“Tutamak sorunu dedim. Dünyada hepimiz sallantılı, korkuluksuz bir köprüde yürür gibiyiz. Tutunacak bir şey olmadı mı insan yuvarlanır. Tramvaylardaki tutamaklar gibi. Uzanır tutunurlar. Kimi zenginliğine tutunur; kimi müdürlüğüne; kimi işine, sanatı
“Tutamak sorunu dedim. Dünyada hepimiz sallantılı, korkuluksuz bir köprüde yürür gibiyiz. Tutunacak bir şey olmadı mı insan yuvarlanır. Tramvaylardaki tutamaklar gibi. Uzanır tutunurlar. Kimi zenginliğine tutunur; kimi müdürlüğüne; kimi işine, sanatına. Çocuklarına tutunanlar vardır. Herkes kendi tutamağının en iyi, en yüksek olduğuna inanır. Gülünçlüğünü fark etmez.”
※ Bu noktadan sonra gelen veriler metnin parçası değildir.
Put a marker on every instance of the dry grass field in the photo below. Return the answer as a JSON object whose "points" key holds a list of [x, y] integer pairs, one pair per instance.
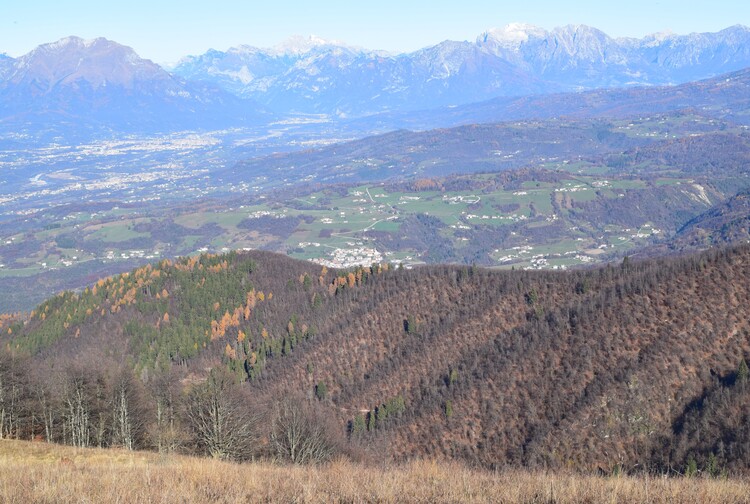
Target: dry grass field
{"points": [[38, 472]]}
Çalışma masam kâğıtlar, kitaplarla dolu. Not alınmış defterler, dergiler, birçok yeri işaretlenmiş kupürler… Defalarca okumaktan ezberlediğim satırları önce notlar aldığım bir kâğıttan okudum, sonra kitaptaki yerini açtım, son sayfalarında olmalı, buldum hemen, bir de oradan okudum yüksek sesle, sonra elimde “Aylak Adam”, tam karşımda oturan Yusuf Atılgan’a döndüm:
“Tutunamayanlar’ı okuduğunuzda, bu satırlarınız geldi mi aklınıza? Sizden bir esinlenme olmuş olabileceği? Çünkü sadece romanın ismi değil ruhu da sizin bu paragrafta söylediklerinizle örtüşüyor.”
Yusuf Atılgan derin bakışlarını elimde tuttuğum Aylak Adam’a sabitledi. Elindeki sigaranın külü düştü düşecek. Üç sigara içen adam küçücük odayı bir duman bulutu haline getirmiş durumdayız. Tam karşımdaki koltukta oturuyor Manisalı yazar. Altmışlı yaşlarında ve tedirgin değil. Gözleri sıcak bakıyor, şefkatli… Sigarasından son bir nefes çekip kül tablasında söndürdü. Sonra yanındaki sehpadan Tutunamayanlar’ın ilk baskısını aldı eline. İlk cildini. 2 cilt basılmıştı çünkü 1971’de… Hacırahmanlı’ya kadar gelen Tutunamayanlar buydu işte. Sinan Yayınevi’nden çıkan, 2. baskısı yapılamayan (Oğuz Atay hiçbir kitabının 2. baskısını görememişti zaten…) çoğu depoya kaldırılan 3500 adet Tutunamayanlar’ın en özellerinden biri…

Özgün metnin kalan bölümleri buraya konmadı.